La guerre des monnaies est une Necessité. Trump n’est que celui qui met les pieds dans le plat.

Dire que c’est une Nécessité cela signifie que la volonté des homes n’est pas en cause, la guerre doit nécessairement intervenir.

C’est la pure logique contenue dans la situation mondiale crée par les pseudos solutions à la crise du profit d’abord et la crise financière ensuite. .

La guerre des monnaies ou plutot guerre des changes existe depuis toujours, y compris depuis les accords de la Jamaique qui ont été en fait une guerre des monnaies qui n’a pas dit son nom: après la déclaration de guerre de 1971, le dollar a gagné à la Jamaique. .

Simplement, avant il était de bon ton de ne pas en parler et il y avait des limites. Elles étaient respectées; les affrontements étaient à fleurets mouchetés.

La crise qui est une crise de surproduction, crise de suraccumulation, crise d’excès de capacités de production, cette crise crée une rareté; la rareté des débouchés.

D’ou la nécessité pour les différents pays de piller, de taper dans la demande des autres. Ce qui est un combat sans fin et surtout sans limite, le fond ne peut être touché.

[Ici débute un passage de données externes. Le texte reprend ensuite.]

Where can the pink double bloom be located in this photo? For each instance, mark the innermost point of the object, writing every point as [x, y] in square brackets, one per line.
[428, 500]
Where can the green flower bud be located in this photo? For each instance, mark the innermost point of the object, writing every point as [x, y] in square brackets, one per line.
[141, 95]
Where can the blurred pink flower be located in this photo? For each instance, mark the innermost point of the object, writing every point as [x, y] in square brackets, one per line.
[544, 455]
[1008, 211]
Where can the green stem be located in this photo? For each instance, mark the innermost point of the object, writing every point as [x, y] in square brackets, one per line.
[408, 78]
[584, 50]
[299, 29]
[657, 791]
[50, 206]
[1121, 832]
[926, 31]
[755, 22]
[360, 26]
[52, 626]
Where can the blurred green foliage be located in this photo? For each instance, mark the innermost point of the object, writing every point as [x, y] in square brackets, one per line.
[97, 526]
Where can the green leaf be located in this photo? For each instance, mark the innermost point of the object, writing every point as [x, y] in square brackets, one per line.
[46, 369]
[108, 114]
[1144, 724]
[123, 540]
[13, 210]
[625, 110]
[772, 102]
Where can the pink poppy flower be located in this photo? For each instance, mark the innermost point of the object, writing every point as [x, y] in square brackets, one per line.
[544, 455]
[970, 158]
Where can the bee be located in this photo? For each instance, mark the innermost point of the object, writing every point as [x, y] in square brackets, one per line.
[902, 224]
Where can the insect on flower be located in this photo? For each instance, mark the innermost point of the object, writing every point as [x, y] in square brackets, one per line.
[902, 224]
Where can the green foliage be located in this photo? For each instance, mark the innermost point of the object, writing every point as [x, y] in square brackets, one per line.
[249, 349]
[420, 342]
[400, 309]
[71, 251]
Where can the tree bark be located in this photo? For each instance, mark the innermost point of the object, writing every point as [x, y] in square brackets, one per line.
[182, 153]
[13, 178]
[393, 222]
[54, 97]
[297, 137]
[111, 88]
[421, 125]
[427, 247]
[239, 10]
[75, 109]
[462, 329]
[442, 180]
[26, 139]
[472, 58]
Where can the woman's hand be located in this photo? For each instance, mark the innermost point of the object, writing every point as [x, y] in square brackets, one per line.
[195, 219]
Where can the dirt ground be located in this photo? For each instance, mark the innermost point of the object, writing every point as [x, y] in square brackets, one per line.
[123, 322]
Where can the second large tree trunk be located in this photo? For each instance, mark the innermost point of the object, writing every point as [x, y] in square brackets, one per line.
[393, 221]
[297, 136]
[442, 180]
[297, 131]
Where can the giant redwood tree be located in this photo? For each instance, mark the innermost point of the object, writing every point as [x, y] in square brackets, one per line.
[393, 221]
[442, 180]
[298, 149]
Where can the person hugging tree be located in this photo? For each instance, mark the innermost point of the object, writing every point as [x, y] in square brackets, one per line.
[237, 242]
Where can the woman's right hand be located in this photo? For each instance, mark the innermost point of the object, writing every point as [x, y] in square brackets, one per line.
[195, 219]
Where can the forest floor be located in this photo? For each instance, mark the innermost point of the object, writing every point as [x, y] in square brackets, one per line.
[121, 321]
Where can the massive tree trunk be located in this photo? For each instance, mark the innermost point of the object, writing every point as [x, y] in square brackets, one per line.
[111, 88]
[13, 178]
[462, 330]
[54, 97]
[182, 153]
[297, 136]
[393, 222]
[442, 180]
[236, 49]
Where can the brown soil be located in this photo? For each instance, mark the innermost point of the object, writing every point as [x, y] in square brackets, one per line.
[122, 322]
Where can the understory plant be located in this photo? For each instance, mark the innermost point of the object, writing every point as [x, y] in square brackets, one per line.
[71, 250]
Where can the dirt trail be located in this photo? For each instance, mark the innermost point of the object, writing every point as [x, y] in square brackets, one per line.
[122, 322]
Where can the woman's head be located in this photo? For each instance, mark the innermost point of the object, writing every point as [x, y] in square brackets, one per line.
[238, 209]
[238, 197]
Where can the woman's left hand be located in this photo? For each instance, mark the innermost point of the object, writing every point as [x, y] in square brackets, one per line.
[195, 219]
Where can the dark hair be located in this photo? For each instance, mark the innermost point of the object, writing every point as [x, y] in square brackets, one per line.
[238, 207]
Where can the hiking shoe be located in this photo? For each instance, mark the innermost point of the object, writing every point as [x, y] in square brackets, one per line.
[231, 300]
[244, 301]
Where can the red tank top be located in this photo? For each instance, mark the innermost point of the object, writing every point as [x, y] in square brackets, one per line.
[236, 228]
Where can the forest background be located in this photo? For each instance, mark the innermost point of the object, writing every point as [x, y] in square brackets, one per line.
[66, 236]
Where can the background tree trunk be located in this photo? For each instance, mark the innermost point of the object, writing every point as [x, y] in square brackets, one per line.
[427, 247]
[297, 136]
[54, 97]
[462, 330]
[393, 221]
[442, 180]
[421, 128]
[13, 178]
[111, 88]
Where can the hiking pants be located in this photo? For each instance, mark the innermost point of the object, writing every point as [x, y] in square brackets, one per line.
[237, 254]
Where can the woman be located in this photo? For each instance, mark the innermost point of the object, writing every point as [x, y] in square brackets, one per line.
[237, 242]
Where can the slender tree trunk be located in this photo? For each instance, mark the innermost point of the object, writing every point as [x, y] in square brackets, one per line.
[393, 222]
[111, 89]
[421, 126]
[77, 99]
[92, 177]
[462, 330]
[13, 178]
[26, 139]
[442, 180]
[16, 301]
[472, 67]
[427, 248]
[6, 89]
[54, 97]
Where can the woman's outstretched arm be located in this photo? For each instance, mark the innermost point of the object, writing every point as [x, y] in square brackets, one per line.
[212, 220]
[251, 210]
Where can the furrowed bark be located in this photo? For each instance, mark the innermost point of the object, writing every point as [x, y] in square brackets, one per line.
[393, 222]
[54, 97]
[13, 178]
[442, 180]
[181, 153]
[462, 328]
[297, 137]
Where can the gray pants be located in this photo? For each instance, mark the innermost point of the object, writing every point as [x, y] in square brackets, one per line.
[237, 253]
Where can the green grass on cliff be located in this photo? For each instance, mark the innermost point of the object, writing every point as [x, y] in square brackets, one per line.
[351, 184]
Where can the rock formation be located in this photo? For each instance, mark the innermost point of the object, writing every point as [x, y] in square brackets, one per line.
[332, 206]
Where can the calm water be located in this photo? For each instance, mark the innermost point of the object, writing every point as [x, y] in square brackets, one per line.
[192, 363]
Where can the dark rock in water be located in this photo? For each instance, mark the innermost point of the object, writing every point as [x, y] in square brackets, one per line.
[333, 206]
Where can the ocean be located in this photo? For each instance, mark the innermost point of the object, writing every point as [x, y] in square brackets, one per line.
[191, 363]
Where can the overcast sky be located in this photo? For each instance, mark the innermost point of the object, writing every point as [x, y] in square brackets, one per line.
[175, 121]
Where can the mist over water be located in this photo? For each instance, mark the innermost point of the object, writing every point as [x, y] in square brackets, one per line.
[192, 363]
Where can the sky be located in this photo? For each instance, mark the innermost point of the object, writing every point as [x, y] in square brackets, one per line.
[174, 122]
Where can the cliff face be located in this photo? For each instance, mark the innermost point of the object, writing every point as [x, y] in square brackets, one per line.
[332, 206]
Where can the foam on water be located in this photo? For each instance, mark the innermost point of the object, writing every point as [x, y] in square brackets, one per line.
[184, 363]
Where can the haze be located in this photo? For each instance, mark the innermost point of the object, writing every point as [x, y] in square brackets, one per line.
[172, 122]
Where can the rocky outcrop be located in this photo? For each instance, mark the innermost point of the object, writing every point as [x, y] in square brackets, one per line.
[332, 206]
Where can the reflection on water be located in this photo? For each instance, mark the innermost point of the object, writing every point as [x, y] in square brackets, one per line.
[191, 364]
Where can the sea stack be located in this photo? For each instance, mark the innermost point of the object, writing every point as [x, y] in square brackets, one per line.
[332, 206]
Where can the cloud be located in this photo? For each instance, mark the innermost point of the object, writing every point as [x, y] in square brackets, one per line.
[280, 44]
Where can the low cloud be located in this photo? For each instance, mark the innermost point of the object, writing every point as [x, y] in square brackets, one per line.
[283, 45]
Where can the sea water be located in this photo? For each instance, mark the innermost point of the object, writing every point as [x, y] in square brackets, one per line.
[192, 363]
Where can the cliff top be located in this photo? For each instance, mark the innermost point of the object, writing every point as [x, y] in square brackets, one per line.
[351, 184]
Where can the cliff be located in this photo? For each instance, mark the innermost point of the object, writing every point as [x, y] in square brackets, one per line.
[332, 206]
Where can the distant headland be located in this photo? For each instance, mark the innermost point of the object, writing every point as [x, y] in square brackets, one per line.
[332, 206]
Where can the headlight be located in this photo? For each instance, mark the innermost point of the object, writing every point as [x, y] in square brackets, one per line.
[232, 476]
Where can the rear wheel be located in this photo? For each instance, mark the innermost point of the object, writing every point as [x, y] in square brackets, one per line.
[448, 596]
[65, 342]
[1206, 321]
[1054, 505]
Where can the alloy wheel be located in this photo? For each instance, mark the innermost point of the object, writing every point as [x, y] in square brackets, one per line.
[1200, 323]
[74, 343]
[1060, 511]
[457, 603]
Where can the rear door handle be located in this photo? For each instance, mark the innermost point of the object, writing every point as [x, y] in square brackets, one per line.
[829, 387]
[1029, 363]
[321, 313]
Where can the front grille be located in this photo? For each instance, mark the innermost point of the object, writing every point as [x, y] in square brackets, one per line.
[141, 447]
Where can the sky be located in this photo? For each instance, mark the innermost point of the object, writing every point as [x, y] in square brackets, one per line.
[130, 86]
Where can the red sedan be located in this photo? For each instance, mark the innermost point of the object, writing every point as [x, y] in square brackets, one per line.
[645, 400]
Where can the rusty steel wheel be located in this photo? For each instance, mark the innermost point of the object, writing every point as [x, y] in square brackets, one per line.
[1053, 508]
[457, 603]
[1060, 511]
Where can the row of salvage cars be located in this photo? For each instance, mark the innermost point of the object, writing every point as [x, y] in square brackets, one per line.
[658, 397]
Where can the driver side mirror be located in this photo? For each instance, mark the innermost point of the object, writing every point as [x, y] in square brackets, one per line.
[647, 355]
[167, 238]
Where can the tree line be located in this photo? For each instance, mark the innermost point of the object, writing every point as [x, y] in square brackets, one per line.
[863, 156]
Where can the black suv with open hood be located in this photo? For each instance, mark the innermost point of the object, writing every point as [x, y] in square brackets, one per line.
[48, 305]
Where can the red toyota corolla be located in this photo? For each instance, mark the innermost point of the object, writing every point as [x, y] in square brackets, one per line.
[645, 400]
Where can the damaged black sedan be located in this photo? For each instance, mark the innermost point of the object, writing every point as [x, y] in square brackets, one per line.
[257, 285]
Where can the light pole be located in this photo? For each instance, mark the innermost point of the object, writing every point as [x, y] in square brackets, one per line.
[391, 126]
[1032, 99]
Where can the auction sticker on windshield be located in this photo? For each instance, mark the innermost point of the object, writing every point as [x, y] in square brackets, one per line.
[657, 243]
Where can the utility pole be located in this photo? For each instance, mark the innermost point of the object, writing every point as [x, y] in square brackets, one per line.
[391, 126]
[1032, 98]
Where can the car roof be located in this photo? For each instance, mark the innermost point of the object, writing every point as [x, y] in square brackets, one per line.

Depuis Trump tout ce qui était caché, latent devient public et scandaleux. Trump est celui par qui le scandale arrive, rien de plus. Ce n’est pas n’est un novateur , il met simplement les pieds dans le plat là ou ils étaient cachés sous la table .

Trump est le révélateur  du chaos qui saisit le monde moderne depuis que la crise de la profitabilité  a pris une tournure catastrophique.

Personne ne veut voir son appareil de production mis au rebut, personne ne veut voir ses capitalistes ruinés, personne ne veut voir ses travaillleurs au chomage. D’ou la préoccupation mercantile et les guerre des monnaies.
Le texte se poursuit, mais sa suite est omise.